I think you'd be better off using alpha readers, or a writing partner for this. Or, hell, even SYW so long as you've proofread for grammatical/punctuational errors.
I also use an alpha/beta system, which is pretty similar to the testing systems Maryn mentioned, though I'm less thorough than most tech studios.
I need someone I trust intensely to look at it first and find anything I've said that I should not have said (bad sex scenes, faux pas, really offensive description or inappropriate mythological appropriation). This really helps with my nerves, and it lets me write that first draft with a clean slate to take any risks. I can count the people I trust to do this on one hand. They would not fit the objectivity bill, but I don't expect them to or take their feedback that way. They're closest to writing partners. I know their tastes, I can get a pretty good sense of their biases, and so on.
I'm also a pretty stern self-critic. Maybe too much so sometimes.
Then I use betas and critique to find those things the alphas wouldn't tell me or that I've gone blind to. This always turns up a lot more than I bargained for but I operate with a couple of rules. First, betas don't write my book--that means I don't take plot suggestions or drastic character personality changes from them; "character doesn't feel like someone who would say that" is fine, "character would say this instead" is out. Both of those statements tell me the same thing: character isn't right in this scene for one reader. That leads to the second rule: I tabulate all suggestions, cross-reference to the alphas and other betas, and dive in to diagnose the problem.

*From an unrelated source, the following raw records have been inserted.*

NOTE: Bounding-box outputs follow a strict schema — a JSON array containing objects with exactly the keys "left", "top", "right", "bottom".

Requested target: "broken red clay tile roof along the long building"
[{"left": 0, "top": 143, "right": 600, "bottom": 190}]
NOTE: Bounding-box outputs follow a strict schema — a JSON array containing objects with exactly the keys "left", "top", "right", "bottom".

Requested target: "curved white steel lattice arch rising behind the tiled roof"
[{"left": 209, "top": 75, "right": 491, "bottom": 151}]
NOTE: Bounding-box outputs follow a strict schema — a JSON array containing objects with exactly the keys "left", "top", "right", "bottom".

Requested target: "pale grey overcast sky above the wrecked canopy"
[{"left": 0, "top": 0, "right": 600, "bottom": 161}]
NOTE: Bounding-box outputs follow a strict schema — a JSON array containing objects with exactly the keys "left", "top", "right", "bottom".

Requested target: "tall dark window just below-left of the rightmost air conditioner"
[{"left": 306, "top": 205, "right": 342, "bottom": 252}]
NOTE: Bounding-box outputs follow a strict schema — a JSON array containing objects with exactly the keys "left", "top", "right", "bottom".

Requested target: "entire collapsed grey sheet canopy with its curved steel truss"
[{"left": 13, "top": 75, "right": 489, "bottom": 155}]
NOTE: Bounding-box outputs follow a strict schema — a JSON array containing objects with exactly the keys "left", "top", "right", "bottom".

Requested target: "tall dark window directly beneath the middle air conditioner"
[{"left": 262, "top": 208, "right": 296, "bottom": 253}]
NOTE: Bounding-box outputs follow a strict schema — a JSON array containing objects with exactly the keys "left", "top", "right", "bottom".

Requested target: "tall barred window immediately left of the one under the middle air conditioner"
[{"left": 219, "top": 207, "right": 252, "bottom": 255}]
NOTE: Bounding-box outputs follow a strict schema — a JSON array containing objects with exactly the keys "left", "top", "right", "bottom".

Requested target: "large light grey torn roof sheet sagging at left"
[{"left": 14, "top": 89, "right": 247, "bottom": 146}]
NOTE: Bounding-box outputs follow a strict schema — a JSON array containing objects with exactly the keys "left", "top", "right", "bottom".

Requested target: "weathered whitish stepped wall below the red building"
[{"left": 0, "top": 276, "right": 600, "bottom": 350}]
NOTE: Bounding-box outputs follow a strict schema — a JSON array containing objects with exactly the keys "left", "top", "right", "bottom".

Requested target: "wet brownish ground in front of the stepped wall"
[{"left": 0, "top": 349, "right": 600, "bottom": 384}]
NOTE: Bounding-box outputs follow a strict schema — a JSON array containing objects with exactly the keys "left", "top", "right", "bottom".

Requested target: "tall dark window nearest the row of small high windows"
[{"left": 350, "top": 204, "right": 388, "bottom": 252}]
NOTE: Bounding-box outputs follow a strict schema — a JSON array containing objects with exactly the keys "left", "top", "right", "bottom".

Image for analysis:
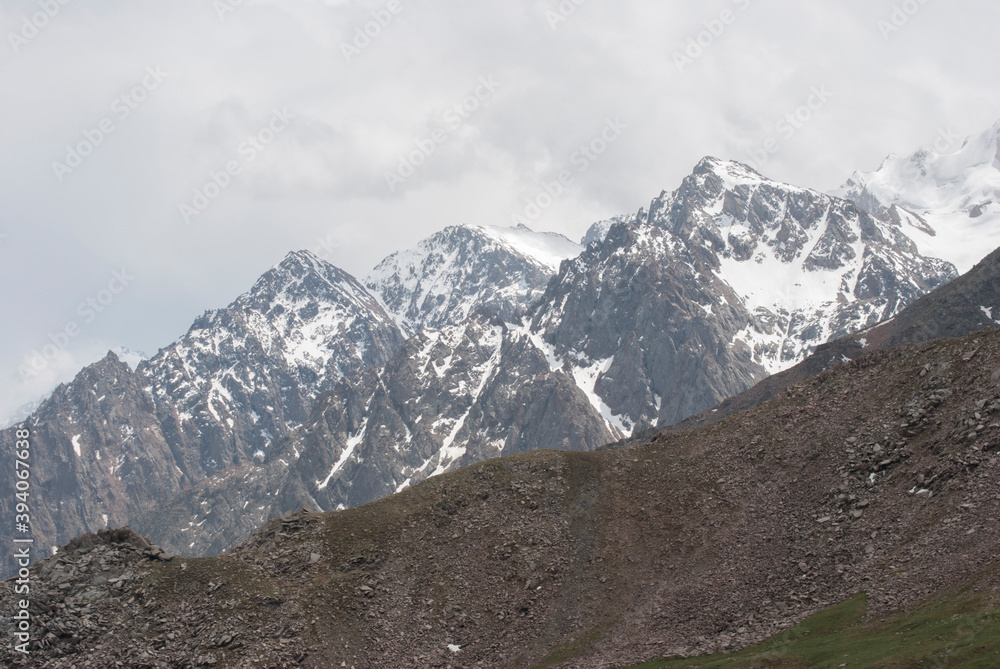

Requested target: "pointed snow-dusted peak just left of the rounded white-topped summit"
[{"left": 139, "top": 251, "right": 403, "bottom": 471}]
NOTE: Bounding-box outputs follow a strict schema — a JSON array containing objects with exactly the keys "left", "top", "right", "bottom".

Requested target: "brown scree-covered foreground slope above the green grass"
[{"left": 0, "top": 331, "right": 1000, "bottom": 669}]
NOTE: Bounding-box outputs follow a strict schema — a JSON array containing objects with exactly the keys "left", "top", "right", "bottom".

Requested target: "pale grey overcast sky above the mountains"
[{"left": 0, "top": 0, "right": 1000, "bottom": 416}]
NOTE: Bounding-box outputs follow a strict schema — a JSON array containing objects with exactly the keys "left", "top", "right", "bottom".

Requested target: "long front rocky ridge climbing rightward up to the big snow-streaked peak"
[{"left": 125, "top": 159, "right": 950, "bottom": 555}]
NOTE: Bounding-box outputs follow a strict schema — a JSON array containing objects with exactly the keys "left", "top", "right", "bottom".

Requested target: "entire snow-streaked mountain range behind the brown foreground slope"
[{"left": 0, "top": 120, "right": 1000, "bottom": 568}]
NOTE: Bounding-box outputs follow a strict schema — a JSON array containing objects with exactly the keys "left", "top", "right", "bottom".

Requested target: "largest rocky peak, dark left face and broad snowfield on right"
[{"left": 531, "top": 158, "right": 956, "bottom": 436}]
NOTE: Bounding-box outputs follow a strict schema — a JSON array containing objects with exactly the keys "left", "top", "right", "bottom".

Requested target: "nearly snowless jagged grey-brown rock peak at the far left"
[{"left": 0, "top": 353, "right": 179, "bottom": 555}]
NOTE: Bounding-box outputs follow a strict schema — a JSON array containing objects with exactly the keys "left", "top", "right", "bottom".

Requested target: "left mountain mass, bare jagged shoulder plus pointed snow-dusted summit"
[{"left": 0, "top": 252, "right": 403, "bottom": 573}]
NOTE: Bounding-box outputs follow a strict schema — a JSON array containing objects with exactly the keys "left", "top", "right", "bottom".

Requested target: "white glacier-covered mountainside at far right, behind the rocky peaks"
[{"left": 834, "top": 117, "right": 1000, "bottom": 272}]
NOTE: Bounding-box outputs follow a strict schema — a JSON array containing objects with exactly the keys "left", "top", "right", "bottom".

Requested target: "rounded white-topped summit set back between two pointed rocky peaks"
[{"left": 364, "top": 225, "right": 583, "bottom": 336}]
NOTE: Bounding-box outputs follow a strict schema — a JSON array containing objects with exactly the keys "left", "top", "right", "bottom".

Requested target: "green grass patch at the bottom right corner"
[{"left": 632, "top": 590, "right": 1000, "bottom": 669}]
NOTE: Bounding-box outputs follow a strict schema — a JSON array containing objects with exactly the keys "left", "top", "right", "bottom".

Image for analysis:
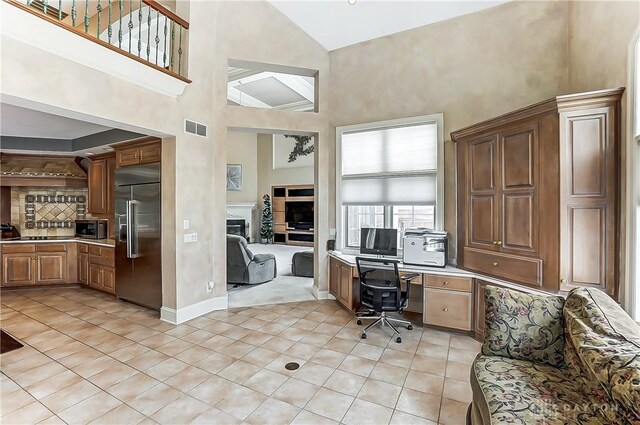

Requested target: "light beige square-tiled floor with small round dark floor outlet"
[{"left": 0, "top": 288, "right": 480, "bottom": 425}]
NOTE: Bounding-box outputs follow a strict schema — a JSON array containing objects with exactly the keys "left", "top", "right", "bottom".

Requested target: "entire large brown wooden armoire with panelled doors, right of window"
[{"left": 451, "top": 88, "right": 624, "bottom": 298}]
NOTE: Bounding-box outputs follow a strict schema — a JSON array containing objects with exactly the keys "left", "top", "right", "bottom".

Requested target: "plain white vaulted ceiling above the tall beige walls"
[{"left": 268, "top": 0, "right": 508, "bottom": 50}]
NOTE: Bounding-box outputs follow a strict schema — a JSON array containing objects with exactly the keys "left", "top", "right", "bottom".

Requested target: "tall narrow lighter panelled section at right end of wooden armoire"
[{"left": 560, "top": 99, "right": 620, "bottom": 296}]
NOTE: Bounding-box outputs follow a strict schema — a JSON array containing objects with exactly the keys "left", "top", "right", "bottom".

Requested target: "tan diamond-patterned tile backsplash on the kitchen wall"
[{"left": 11, "top": 187, "right": 90, "bottom": 236}]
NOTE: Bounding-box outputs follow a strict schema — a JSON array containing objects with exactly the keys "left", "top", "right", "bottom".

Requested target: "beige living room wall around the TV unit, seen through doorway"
[{"left": 258, "top": 134, "right": 313, "bottom": 207}]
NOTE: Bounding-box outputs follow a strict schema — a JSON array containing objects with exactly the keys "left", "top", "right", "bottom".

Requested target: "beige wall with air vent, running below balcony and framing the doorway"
[{"left": 0, "top": 1, "right": 329, "bottom": 309}]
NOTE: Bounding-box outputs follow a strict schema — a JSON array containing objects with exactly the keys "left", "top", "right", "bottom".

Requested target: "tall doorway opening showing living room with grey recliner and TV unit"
[{"left": 226, "top": 129, "right": 317, "bottom": 308}]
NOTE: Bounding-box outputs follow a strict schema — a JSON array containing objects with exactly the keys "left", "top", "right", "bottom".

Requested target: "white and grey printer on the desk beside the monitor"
[{"left": 402, "top": 227, "right": 448, "bottom": 267}]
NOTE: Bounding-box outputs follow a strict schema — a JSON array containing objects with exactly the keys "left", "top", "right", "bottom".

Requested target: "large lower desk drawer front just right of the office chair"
[{"left": 423, "top": 288, "right": 472, "bottom": 331}]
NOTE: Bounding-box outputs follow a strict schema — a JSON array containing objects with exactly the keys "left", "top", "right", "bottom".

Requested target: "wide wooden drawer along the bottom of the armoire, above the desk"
[{"left": 464, "top": 248, "right": 542, "bottom": 286}]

I used to allow critique earlier because I find when I leave it so late I run the risk of having too much committed to the story and I end up not wanting to make changes. I had a few really bad experiences sharing work that I hadn't been able to pick apart myself first. I found that I wanted more understanding of my own piece before I had to consider why it wasn't working for someone else. I need to know what I did to fix what I did, if you know what I mean.
I may change this, though. I've learned a lot about testing games recently, which came with a bunch of background about how unbelievably awful we are at saying what's wrong with something. We invent reasons and don't know any better. The only thing we can learn from a test is that something didn't work. The best example of this in action is the (award-winning) video game
Gone Home, which is a really cool piece of experimental interactive narrative that's flawed in all kinds of wonderful ways but never the ways any of the myriad reviewers who hate it ever give. People can play the game, fail to get the atmosphere and point of it at all, blame the controls and dialogue, and the problem is actually caused by unspoken narrative created by the skybox, the sound effects, and the level design. That whole effect is, arguably, what the game set out to experiment with. To actually analyze it you have to almost turn your brain off or else your inherent biases about what games are or are not will entirely influence what you think is wrong with it.